Dans notre pays, on a pris depuis quelque temps le pli dangereux de considérer que la justice peut tout et doit intervenir sur tout.

J'ai participé voilà quelques années au ministère de la justice à des travaux avec le Conseil d'État - ils n'ont pas abouti, je vous expliquerai pourquoi - portant sur la question suivante : une part des infractions étant de nature technique, est-il nécessaire de faire intervenir le juge autrement que comme recours au titre des libertés ? Après tout, c'est ce qui se passe avec l'amende forfaitaire - le timbre amende. Les services de police constatent une infraction, vous imposent la sanction ; si vous l'acceptez, c'est fini. Vous pouvez la contester devant le juge en fin de course, mais vous n'allez pas directement devant le juge.

Depuis quelques années, force est de constater que le juge est mis à toutes les sauces. Si l'on ne pénalise pas des dispositions prohibitives, on a l'impression qu'elles n'existent pas, ce qui, de mon point de vue, constate l'échec d'une société. Une société qui ne vit que dans et par la répression est une société en perdition, je vous le dis en tant que magistrat. Peut-être aurais-je intérêt à travailler moins pour le même prix, mais vous aurez bien compris qu'il ne s'agit pas de cela ici. Avec la réflexion que me permet l'expérience, je constate l'existence d'un vrai problème. Finalement, on se disperse et, le faisant, on épuise la répression.

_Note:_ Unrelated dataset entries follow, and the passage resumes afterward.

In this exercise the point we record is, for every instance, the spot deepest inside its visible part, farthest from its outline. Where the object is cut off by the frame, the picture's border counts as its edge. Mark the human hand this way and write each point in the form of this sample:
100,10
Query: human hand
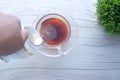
12,38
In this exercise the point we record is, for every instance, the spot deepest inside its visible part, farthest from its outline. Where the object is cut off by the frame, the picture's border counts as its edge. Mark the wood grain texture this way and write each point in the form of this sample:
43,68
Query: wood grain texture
96,55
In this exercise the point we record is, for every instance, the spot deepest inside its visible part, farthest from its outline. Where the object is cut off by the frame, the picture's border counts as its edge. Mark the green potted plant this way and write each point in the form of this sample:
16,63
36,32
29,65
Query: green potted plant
108,14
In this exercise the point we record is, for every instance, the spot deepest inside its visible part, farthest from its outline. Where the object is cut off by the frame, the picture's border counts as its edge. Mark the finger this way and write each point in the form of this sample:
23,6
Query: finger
24,34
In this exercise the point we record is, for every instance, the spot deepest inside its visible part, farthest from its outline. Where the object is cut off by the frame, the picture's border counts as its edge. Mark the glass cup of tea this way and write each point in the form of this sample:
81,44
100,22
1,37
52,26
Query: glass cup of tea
54,35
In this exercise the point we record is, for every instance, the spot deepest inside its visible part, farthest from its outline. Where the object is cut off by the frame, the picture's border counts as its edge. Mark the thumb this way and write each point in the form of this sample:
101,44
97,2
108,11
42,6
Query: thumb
24,34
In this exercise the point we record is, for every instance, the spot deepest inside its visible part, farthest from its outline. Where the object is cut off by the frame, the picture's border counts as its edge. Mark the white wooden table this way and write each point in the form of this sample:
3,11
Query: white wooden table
95,57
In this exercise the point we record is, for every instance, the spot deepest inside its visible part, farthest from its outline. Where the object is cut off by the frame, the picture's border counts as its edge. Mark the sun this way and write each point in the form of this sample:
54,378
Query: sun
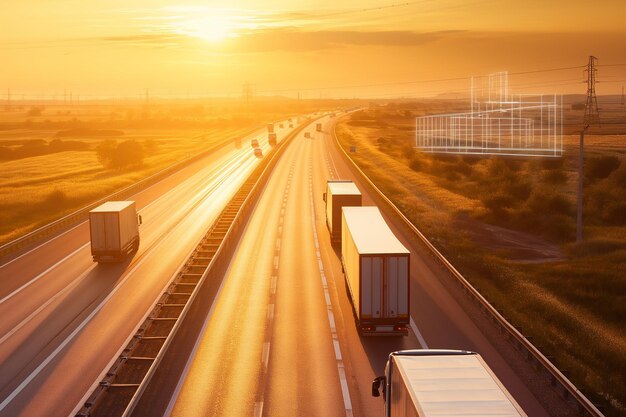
212,25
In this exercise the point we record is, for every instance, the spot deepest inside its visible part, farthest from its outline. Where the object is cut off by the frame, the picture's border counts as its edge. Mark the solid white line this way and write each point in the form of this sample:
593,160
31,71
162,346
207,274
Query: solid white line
418,334
72,285
33,280
215,174
273,285
258,409
266,354
45,243
331,319
68,339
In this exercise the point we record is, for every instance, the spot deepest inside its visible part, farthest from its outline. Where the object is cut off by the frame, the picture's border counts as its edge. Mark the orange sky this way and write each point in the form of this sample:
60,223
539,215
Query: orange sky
319,48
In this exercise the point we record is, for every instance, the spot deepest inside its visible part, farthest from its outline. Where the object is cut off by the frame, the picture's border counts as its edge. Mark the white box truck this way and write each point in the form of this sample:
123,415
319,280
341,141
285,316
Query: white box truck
376,268
339,193
428,383
271,139
114,230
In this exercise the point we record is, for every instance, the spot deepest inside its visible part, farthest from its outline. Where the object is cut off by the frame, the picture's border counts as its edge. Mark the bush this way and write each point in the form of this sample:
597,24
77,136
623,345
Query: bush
128,153
415,164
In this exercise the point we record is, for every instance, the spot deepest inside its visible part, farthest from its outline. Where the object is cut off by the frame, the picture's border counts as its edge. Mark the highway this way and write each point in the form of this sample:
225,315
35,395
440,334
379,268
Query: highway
280,339
65,318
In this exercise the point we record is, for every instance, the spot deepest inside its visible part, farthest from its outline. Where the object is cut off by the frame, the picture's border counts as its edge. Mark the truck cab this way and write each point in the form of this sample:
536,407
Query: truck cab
439,382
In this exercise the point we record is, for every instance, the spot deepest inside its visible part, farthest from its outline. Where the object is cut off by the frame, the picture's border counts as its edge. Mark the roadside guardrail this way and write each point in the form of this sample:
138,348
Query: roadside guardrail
79,215
120,390
556,377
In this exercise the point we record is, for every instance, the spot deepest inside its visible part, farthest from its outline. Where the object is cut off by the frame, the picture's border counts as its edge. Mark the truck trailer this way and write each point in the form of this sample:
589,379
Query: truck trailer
428,383
339,193
271,139
376,268
114,230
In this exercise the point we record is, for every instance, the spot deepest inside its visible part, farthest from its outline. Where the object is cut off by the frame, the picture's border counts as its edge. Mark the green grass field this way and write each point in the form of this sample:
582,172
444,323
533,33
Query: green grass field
36,190
573,305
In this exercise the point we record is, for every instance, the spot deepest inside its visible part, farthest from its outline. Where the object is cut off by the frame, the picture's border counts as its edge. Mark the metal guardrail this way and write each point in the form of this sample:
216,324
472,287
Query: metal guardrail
120,391
80,215
568,389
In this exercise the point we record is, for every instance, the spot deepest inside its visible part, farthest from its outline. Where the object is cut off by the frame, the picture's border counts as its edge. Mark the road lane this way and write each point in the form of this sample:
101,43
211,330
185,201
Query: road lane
442,313
101,306
267,349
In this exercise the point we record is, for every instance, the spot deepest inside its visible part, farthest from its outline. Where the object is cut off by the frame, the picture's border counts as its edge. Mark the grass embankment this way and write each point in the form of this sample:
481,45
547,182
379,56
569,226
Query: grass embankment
38,189
574,307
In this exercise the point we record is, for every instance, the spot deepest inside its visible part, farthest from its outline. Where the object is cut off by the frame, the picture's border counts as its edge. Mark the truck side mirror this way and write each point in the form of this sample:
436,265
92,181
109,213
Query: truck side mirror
376,386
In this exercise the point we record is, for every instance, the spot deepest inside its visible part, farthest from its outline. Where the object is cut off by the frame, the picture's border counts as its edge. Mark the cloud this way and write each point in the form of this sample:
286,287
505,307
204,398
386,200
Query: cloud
293,40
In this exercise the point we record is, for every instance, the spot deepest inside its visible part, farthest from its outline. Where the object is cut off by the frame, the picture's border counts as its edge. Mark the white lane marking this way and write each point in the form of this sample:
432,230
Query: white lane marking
33,280
258,409
71,336
418,334
331,318
72,285
45,243
266,354
273,285
215,176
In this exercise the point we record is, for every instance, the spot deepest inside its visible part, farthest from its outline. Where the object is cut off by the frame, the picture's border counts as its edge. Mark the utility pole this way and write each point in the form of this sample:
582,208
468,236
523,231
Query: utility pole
592,116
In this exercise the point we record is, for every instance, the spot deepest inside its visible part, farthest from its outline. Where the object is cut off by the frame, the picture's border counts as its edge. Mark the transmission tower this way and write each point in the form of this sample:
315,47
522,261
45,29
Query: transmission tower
592,115
247,92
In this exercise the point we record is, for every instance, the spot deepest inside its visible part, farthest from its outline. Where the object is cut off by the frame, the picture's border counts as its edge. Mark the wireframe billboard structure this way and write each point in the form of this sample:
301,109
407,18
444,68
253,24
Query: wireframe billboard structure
498,123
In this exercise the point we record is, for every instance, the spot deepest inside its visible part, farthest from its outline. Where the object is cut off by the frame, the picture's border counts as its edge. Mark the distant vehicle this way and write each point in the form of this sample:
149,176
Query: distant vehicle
114,230
428,383
339,193
376,268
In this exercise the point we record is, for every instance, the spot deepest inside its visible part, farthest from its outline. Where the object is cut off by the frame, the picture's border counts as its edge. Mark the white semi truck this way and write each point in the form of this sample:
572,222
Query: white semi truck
376,268
339,193
114,230
428,383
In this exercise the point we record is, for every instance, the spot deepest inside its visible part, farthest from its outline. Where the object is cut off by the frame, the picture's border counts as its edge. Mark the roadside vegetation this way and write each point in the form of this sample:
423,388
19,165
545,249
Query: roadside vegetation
56,158
509,226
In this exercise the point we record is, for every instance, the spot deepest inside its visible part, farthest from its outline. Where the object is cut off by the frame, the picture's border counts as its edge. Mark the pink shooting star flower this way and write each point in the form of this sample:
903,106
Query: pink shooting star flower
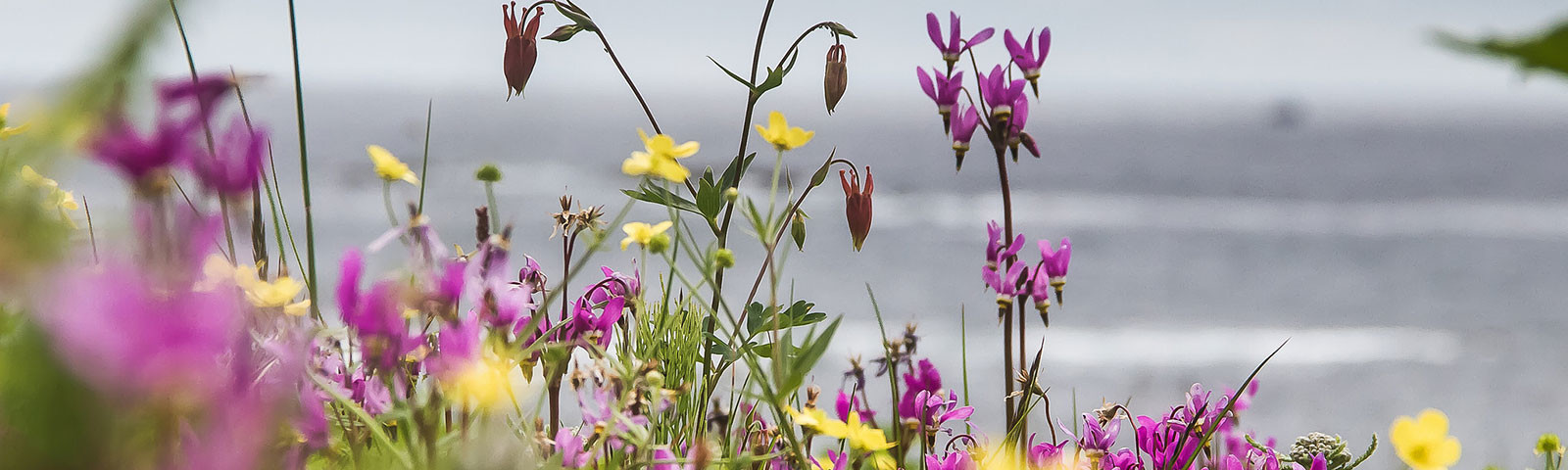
945,91
237,164
954,46
1024,55
963,132
1000,93
1055,263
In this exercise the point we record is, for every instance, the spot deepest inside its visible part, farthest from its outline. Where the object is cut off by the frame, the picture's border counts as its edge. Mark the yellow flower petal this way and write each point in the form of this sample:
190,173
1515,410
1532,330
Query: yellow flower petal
388,166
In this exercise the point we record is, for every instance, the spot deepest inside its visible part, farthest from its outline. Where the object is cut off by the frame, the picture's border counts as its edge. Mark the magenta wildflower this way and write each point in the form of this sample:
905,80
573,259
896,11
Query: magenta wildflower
1024,55
1000,93
839,461
953,49
237,164
1045,454
922,378
937,409
457,349
665,459
195,99
963,132
595,328
1121,459
953,461
571,448
1055,263
376,317
945,91
140,159
130,334
615,286
1095,436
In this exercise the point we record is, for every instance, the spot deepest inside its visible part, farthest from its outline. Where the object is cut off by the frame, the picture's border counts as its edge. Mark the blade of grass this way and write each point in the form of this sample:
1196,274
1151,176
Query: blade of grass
423,169
305,164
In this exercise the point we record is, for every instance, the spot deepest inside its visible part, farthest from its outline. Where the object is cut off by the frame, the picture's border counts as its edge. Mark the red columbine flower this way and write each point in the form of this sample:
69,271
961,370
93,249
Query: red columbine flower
858,206
522,47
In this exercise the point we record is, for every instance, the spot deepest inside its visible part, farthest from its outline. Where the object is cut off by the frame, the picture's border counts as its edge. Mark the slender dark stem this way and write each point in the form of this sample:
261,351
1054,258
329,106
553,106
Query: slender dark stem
91,235
206,127
305,166
423,169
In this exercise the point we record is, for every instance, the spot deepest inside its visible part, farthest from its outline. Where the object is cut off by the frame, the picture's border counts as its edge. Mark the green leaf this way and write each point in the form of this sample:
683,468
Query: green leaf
564,31
1544,51
733,75
839,28
808,357
579,16
775,75
648,192
710,198
737,168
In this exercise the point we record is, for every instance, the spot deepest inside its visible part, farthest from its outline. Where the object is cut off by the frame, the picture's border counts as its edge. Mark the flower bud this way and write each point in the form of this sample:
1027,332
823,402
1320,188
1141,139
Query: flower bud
659,243
835,77
488,174
858,206
797,229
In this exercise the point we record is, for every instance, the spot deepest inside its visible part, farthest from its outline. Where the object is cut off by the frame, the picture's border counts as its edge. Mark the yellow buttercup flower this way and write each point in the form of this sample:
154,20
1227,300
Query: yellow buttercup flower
276,294
642,234
861,436
781,135
812,419
59,200
1424,443
389,168
659,157
483,384
8,132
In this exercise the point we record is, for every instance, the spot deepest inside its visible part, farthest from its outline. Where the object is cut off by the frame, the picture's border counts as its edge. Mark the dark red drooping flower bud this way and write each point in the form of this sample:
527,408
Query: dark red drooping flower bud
836,77
522,47
858,206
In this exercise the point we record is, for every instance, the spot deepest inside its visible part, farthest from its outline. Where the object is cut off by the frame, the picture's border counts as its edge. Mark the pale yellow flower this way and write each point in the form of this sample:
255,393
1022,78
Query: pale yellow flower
659,157
389,168
642,234
1424,443
483,384
781,135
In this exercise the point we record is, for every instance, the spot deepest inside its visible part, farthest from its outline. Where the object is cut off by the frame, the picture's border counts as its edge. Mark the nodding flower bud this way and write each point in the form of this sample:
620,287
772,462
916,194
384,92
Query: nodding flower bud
835,78
858,206
488,174
522,46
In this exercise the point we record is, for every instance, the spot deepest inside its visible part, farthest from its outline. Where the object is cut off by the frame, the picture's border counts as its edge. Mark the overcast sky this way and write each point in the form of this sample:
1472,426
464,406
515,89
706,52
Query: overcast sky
1346,51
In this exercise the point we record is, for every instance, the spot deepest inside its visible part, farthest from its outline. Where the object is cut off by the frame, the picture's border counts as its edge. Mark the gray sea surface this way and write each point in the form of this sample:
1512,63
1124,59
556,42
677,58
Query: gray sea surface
1233,176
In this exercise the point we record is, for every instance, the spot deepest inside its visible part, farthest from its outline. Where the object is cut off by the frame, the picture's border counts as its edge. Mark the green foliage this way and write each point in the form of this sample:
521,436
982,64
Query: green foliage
1544,51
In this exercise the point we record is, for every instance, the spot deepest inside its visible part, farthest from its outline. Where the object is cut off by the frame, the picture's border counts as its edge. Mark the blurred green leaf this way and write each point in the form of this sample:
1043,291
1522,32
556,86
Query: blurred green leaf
648,192
1544,51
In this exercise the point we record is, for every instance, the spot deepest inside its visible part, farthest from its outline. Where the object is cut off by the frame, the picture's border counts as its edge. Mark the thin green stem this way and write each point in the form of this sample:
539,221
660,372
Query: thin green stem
494,209
305,164
386,200
423,169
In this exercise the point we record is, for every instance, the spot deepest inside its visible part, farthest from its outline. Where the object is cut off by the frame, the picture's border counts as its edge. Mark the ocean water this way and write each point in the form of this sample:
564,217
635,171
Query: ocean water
1411,258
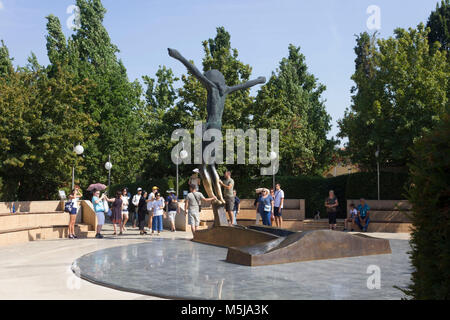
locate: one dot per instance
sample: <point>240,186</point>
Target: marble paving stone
<point>182,269</point>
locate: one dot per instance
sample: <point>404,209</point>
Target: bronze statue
<point>214,81</point>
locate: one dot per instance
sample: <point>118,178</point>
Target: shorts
<point>278,212</point>
<point>171,215</point>
<point>100,218</point>
<point>332,217</point>
<point>229,204</point>
<point>194,219</point>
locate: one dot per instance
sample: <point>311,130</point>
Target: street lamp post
<point>183,155</point>
<point>108,166</point>
<point>79,151</point>
<point>377,155</point>
<point>273,157</point>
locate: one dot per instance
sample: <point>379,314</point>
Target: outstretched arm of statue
<point>247,85</point>
<point>193,69</point>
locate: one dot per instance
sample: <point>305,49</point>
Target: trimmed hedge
<point>430,198</point>
<point>313,189</point>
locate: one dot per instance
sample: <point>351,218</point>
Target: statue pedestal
<point>220,216</point>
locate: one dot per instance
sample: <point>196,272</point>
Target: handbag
<point>199,205</point>
<point>68,206</point>
<point>105,206</point>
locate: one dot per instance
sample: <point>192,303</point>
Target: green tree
<point>113,102</point>
<point>291,102</point>
<point>36,130</point>
<point>439,24</point>
<point>429,195</point>
<point>400,94</point>
<point>162,117</point>
<point>6,66</point>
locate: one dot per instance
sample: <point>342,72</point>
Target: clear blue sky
<point>261,30</point>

Je souhaitais que certains contentieux - fiscalité, urbanisme, environnement - soient gérés par les administrations, leurs décisions pouvant être contestées devant le juge. C'est là que tout a achoppé. Nous avons eu une grande discussion - j'étais commissaire du Gouvernement - avec la section de l'intérieur sur la question de savoir qui serait le juge : c'est par nature un contentieux des libertés, disais-je, ce sera donc le juge judiciaire, et le Conseil d'État de me répondre que, s'agissant de décisions administratives, ce serait le juge administratif. Nous nous sommes séparés aimablement là-dessus, mais nous n'avons pas avancé d'un pouce !

Je ne suis pas hostile à ce que l'administration intervienne parce qu'elle a une technicité, des moyens, une connaissance que nous n'avons pas nécessairement. Le seul problème est celui, plus général, de l'équité. Il faut que les interventions des uns et des autres soient équitables.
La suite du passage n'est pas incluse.